Jim Hagedon, spokesman for GM’s Delphi Chassis System brake plants in Dayton, said the two sides met for a little over an hour Wednesday afternoon. Periodic negotiations are expected to continue, he said.

The Dayton plants supply brake systems and components to 90% of GM’s assembly plants in the United States, Canada and Mexico. The company produces about 100,000 vehicles a week and is a major contributor to the nation’s overall industrial production.

As of late Wednesday, the strike had shut down 21 of the company’s 29 assembly plants and halved production at another, and 44 of its 131 parts plants in North America had closed. About 82,000 workers have been affected by the work stoppage, most of them laid off.

Layoffs are also spreading to companies that sell parts to GM.

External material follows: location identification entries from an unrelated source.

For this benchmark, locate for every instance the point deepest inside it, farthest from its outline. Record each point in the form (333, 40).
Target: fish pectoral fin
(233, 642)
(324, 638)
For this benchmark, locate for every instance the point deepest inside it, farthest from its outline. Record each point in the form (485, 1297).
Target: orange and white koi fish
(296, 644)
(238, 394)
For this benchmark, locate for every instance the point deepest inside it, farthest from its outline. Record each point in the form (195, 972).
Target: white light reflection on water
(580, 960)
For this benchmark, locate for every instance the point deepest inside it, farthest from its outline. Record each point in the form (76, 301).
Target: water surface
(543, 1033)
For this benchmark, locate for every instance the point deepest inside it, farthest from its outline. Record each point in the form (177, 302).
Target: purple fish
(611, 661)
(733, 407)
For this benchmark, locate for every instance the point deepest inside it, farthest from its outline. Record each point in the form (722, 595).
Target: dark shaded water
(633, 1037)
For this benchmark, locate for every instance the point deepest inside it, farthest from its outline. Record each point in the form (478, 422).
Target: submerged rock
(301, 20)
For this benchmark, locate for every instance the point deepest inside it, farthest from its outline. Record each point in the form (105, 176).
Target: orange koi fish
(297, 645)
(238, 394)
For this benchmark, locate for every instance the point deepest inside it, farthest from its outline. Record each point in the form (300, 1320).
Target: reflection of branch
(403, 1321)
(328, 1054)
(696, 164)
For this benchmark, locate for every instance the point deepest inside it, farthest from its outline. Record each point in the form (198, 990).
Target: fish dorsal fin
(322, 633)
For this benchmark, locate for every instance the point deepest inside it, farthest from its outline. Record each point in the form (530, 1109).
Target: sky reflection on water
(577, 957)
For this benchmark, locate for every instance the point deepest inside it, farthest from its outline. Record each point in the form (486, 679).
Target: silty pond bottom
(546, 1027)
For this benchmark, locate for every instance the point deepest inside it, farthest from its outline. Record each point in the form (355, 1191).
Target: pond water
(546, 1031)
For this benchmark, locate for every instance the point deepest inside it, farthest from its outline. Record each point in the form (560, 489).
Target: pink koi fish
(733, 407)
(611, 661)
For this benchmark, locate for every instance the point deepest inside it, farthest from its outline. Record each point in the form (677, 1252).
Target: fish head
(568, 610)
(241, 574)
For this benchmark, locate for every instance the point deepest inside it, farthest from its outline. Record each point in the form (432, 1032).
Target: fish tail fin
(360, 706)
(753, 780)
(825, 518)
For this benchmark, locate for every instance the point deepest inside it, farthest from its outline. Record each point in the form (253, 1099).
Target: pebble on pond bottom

Lear Corp., which supplies seats to GM, has closed seven plants as a result of the strike. ITT Automotive, which makes brakes, wiper systems and other components, told 370 workers in New Lexington, Ohio, not to report on Monday. Layoffs have also been ordered by Johnson Controls and AlliedSignal.

Analysts have estimated that GM could lose $35 million a day in profit once all its plants are idled, which is expected to occur this week if the strike continues. But the cost may well be worth it if GM can make progress on the outsourcing issue.

“So what if you spend $400 to $600 million breaking the union if the payoff is $10 billion to the bottom line in a couple of years?” said Sean McAlinden, a labor economist at the University of Michigan.

Advertisement

“That is the message GM is sending to Wall Street,” McAlinden said.

But what GM sees as a cost issue, the UAW sees as one of job security. And it is the inability of the two sides to find a common ground that has caused the current eruption and is likely to be the main issue in national contract talks between the UAW and Detroit’s Big Three this September.